Results: Our sample consisted of patients with a mean age of 45.3, primarily men, and with a 24 h GCS (Glasgow Coma Scale) mean of 12.67. We obtained statistically significant differences for HADS-Anxiety during the second and third visits for patients treated with Cerebrolysin. Our results show that Cerebrolysin has a large effect size (0.73) on anxiety levels. In addition, there are positive and negative correlations between HADS-Anxiety and Depression subscales and other neuropsychological scales. Conclusions: Our secondary database analysis supports the existing body of evidence on the positive effect of Cerebrolysin on post-TBI mental health status.

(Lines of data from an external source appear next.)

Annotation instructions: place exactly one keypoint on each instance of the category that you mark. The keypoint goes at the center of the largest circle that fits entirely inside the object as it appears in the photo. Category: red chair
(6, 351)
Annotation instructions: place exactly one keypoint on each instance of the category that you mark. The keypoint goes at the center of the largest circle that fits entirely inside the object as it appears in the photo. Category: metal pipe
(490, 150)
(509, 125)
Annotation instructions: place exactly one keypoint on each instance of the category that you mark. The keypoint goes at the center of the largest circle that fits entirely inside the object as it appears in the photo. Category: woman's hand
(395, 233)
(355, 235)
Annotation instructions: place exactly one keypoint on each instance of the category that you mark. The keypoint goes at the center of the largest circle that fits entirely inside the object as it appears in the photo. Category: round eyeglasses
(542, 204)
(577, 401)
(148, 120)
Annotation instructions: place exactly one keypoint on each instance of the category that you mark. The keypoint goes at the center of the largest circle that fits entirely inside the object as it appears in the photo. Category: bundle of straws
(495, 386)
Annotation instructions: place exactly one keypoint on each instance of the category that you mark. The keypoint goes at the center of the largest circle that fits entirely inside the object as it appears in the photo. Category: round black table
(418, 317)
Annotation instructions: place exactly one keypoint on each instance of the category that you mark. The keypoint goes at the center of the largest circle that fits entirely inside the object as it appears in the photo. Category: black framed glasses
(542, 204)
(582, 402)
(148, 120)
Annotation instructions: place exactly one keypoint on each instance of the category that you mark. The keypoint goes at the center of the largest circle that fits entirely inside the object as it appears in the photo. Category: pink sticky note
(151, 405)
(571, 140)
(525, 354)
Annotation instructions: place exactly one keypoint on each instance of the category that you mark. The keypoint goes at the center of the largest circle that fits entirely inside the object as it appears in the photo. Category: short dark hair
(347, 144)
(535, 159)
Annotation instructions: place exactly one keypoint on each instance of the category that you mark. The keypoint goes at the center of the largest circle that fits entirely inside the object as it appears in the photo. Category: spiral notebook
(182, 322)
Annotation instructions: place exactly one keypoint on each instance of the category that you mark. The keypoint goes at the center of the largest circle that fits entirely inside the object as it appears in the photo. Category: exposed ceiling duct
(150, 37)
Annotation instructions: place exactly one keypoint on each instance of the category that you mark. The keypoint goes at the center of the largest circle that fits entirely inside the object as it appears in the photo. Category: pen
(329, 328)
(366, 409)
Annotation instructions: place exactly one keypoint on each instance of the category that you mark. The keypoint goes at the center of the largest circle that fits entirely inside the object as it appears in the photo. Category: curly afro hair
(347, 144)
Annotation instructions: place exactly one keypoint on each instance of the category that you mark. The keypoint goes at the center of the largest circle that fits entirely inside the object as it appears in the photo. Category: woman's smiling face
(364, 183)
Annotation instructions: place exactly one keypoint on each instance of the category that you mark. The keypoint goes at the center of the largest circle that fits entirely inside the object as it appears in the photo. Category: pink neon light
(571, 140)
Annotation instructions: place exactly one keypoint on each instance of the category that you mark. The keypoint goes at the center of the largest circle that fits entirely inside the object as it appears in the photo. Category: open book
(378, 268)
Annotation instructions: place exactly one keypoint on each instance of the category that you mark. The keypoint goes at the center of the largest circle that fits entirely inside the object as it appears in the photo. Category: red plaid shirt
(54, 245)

Future confirmatory trials are necessary to clarify the link between the intervention and measured outcomes.

1. Introduction

Traumatic brain injuries (TBIs) are an enormous source of preventable disability and mortality, affecting young children, adolescents, adults, and the elderly alike [1,2,3]. Studies focusing on TBI epidemiology have identified people under 25 and over 75 years as the most affected [4]. The rate of TBI cases, TBI-related deaths, and admissions to the ICU (intensive care unit) were higher among men than among women [5,6]. The leading cause of TBI differs across country income classification, with falls being predominant in high-income countries (HICs) and road traffic accidents in low- and middle-income countries (LMICs) [7]. These patterns are due to an increased proportion of older adults in HICs, unsafe road infrastructure, and a lack of adherence to safety measures in LMICs [7,8]. As it is estimated that by 2050 over 80% of the older adults will reside in LMICs, a socioeconomically driven shift in TBI-related causes is likely to occur [8].

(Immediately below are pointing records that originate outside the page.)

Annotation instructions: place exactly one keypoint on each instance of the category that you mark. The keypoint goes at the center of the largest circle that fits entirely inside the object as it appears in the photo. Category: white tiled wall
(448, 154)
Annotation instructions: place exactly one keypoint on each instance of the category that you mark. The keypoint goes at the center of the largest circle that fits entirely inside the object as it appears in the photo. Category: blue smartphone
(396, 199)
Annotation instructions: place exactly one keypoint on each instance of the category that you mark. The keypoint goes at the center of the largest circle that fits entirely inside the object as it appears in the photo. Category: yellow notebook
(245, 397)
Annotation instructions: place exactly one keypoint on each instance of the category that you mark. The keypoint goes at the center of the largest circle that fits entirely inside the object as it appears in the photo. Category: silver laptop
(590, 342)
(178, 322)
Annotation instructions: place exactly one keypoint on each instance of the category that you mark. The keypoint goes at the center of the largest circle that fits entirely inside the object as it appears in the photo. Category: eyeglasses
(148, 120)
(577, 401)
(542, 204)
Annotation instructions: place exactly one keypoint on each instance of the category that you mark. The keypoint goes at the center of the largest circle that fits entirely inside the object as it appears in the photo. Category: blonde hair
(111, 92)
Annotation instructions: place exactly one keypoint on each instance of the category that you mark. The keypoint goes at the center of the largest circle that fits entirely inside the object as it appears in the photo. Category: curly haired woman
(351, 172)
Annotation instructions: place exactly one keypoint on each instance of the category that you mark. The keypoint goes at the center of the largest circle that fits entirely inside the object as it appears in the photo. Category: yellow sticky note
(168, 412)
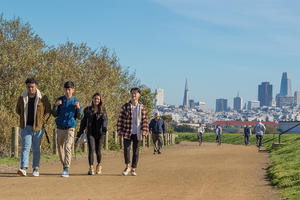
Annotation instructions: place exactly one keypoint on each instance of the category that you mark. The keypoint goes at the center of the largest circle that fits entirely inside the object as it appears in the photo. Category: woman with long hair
(95, 121)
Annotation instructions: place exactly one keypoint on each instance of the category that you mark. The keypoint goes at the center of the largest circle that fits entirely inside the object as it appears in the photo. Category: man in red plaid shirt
(133, 127)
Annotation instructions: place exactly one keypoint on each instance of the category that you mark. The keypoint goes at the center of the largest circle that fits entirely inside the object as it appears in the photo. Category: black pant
(158, 140)
(95, 143)
(135, 152)
(247, 137)
(259, 140)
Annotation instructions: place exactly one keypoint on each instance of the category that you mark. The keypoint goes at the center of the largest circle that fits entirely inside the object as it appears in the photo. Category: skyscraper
(286, 86)
(221, 105)
(265, 94)
(237, 103)
(159, 99)
(297, 98)
(186, 96)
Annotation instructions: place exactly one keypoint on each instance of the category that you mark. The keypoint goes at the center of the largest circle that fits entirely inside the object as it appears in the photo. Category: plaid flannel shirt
(124, 126)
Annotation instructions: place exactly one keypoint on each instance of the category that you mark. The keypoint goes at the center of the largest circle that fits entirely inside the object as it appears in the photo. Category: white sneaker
(65, 174)
(133, 173)
(35, 173)
(22, 172)
(126, 171)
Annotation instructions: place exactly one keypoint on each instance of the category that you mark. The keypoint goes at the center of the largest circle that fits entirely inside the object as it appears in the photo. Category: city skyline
(220, 47)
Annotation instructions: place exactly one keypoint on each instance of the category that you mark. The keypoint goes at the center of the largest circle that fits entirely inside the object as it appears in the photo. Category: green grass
(284, 171)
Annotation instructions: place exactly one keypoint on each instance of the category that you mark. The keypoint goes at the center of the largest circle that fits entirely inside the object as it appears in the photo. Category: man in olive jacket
(34, 110)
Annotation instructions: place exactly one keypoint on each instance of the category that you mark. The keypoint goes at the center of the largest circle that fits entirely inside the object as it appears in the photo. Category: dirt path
(185, 171)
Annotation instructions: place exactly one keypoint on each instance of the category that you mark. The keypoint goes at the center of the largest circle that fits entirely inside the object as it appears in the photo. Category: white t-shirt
(201, 130)
(134, 119)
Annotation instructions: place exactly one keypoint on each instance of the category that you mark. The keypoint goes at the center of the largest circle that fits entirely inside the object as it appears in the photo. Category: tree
(24, 54)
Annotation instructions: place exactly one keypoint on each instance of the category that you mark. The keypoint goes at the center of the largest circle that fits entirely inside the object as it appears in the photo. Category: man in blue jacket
(66, 110)
(158, 129)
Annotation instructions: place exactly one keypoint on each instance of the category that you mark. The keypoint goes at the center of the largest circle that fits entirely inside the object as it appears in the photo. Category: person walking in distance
(260, 130)
(95, 121)
(34, 110)
(133, 127)
(218, 134)
(247, 134)
(157, 128)
(66, 110)
(200, 131)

TBI, characterized as “an alteration in brain function, or other evidence of brain pathology caused by an external force”, has caused over 27 million cases and 8.1 million years lost due to disability (YLDs) globally, in 2016 [9,10]. Romania was the second most affected country in Central Europe (one of the regions with the highest numbers of TBI cases at the global level) in 2016, with 169,215 cases. In the European Union, it is estimated that out of 490,000 new cases per 100 million population, more than half required hospital admission, and approximately 11,000 resulted in death [7,10]. Post-TBI, patients are at increased risk of suffering from depression (with rates between 6 and 77%) and anxiety (rates vary across studies from 3.7% to 50%) [11,12,13].

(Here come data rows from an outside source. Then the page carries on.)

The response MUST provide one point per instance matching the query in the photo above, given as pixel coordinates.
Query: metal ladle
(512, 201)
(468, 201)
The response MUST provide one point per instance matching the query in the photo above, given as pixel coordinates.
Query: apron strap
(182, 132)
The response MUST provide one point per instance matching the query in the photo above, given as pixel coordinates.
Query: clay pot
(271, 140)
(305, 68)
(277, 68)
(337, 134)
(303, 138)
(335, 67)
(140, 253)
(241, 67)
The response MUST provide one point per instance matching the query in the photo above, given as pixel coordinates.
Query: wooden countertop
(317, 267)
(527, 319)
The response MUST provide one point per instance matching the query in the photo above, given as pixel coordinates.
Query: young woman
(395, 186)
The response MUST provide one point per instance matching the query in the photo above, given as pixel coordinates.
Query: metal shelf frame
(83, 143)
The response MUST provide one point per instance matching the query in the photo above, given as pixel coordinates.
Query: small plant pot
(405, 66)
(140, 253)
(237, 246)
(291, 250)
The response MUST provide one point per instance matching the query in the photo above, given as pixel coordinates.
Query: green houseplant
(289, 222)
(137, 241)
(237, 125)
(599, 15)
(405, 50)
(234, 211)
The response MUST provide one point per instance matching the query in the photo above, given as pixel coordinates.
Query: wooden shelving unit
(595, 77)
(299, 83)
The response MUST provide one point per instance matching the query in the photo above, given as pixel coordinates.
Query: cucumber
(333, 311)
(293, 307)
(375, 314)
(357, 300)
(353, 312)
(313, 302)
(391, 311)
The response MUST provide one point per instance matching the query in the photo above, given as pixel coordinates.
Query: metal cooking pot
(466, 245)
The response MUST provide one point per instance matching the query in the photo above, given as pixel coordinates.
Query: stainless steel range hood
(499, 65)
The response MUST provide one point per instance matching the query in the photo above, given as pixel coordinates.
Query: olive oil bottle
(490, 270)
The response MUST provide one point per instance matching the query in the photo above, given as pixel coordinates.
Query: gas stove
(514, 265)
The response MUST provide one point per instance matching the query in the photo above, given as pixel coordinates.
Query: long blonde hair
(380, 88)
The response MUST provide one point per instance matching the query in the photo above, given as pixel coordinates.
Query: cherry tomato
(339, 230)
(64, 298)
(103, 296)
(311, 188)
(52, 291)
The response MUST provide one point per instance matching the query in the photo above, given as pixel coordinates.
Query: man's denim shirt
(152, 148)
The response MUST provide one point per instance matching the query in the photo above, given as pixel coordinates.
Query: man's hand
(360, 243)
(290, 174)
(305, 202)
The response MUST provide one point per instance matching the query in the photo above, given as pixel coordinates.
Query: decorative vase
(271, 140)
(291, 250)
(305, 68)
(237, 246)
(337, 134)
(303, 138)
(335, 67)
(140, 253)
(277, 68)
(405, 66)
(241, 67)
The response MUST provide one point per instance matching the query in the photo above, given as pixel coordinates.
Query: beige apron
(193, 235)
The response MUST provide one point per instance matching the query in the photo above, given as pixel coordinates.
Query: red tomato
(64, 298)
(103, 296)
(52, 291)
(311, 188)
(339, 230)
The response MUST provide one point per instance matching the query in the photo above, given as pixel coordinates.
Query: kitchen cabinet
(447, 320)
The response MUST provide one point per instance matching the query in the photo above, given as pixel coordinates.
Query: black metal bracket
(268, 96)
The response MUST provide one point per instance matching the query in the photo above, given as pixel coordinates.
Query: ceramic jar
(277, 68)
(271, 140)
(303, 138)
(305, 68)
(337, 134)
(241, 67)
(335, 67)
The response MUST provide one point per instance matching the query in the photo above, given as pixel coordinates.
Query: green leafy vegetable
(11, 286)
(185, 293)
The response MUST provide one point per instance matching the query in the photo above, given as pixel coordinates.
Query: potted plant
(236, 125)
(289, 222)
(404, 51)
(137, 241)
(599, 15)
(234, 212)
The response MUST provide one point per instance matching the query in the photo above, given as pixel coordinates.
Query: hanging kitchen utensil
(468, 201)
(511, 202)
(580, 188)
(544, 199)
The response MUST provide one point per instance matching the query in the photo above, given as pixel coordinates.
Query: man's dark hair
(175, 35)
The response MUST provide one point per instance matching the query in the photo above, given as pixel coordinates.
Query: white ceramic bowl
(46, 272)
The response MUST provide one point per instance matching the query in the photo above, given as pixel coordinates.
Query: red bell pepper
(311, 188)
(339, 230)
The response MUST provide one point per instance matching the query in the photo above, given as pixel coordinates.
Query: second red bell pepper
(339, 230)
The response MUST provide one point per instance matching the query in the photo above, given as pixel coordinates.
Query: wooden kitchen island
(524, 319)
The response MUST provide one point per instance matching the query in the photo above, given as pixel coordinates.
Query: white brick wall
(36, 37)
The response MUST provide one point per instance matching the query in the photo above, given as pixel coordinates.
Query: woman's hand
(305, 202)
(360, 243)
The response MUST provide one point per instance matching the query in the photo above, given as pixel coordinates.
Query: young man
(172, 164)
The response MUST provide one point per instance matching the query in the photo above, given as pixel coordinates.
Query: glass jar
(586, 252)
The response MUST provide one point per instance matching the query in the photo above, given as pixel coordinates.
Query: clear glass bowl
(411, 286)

TBI clinical severity is routinely evaluated using the Glasgow Coma Scale (GCS), an instrument widely used in research and clinical practice. Based on three domains (eye, motor, and verbal), GCS classifies TBI as mild (13–15), moderate (9–12), or severe (3–8). Nine out of ten diagnosed TBIs are classified as mild [14]. However, regardless of TBI severity, patients can still experience a wide range of short- and long-term psychological (i.e., anxiety, depression, post-traumatic stress disorder), physical, and functional (i.e., difficulties in reaching, lifting, arising from a chair, and activities related to daily living) impairments, impacting patient quality of life and hence leading to a significant burden to society [12,15,16,17].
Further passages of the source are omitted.